2 polypeptides shown in SEQ ID No. 1 and SEQ ID No. 2 were synthesized, the polypeptide powders were added to distilled water respectively to prepare solutions with a concentration of 0.01-5mg, and the IC50 of DPPH and ABTS clearance rates of the 2 polypeptides were detected by a measurement method common in the art, and the results are shown in Table 1.
Determination of antioxidant Capacity of Polypeptides of Table 1
As can be seen from Table 1, the polypeptide D25-F3 of SEQ ID NO. 1 has stronger antioxidant property, and compared with the polypeptide D25-F7 of SEQ ID NO. 2, the clearance ability against DPPH and the clearance ability against ABTS are both obviously improved (P < 0.01).
EXAMPLE 2 Re-characterization of D25-F3 antioxidant Properties
HDF cells were resuscitated and then lysed at 37℃in 5% CO 2 The culture was performed under conditions using DMEM complete medium containing 5% horse serum, 10% fetal bovine serum and 1% penicillin and streptomycin diabody solution. The culture environment is 37 ℃ and 5 percent CO 2 Cells were changed every 2-3 days. According to the growth state and density of the cells, the cells are passaged at proper time, the culture medium is discarded, 2mL of pancreatin with 0.25% EDTA is added for digestion, and 4mL of complete culture medium is added for stopping digestion immediately after the cells are rounded. Cells were collected by slow blowing and transferred to a 15mL centrifuge tube by centrifugation at 1000 rpm. Passaging experiments were performed at a ratio of 1:3 to select cells in the logarithmic growth phase.
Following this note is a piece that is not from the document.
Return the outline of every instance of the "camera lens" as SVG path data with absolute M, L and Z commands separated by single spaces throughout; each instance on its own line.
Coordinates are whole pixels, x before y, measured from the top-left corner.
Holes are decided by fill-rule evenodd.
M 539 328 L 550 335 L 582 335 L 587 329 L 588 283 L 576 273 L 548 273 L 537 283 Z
HDF cells were grown in 2X 10 cells 5 After the cells were completely adhered, the experimental groups were each pre-incubated with the D25-F3 polypeptide containing 10, 50, 100, 200. Mu.g/mL of the pre-incubated HDF cells for 24h, and the model groups and the blank groups were each incubated with an equal amount of complete medium. Then, the medium was aspirated and removed, and the experimental group and the mold were usedGroup addition of H containing 0.4mmol/L 2 O 2 Is added to the complete medium of the culture medium (C) without H 2 O 2 The cells were incubated for an additional 4h in complete medium. Then, H-containing 2 O 2 After one PBS wash, cells were harvested by digestion. And the DCFH-DA probe is loaded by a suspension cell probe loading method. The serum-free DMEM culture medium is adopted to prepare DCFH-DA working solution with the concentration of 10 mu mol/L. After centrifuging the cells, pouring out the culture medium, adding 0.5 mM CFH-DA working solution, gently blowing and mixing uniformly, incubating in a cell culture box at 37 ℃ for 20min, and reversing and mixing uniformly every 5min during the period, so that the cells and the DCFH-DA probe are fully and uniformly mixed. Cells were washed 2 times with PBS, centrifuged at 1000rpm, resuspended in PBS containing 1% serum, and placed on ice for measurement. Selecting FITC channel to detect DCF by using Bruce Cytoflex flow cytometer, and detecting total cell number of 1×10 4 And each. The instrument parameters were set as follows, SSC voltage 100Volt, FSC voltage 120Volt, FITC voltage 5V. The levels of reactive oxygen species in the cells under corresponding treatment were reflected by analysis of the FITC mean fluorescence intensity of the cell population. The collected histograms were processed using FlowJoV10 software and the average fluorescence intensity for each treatment group was counted.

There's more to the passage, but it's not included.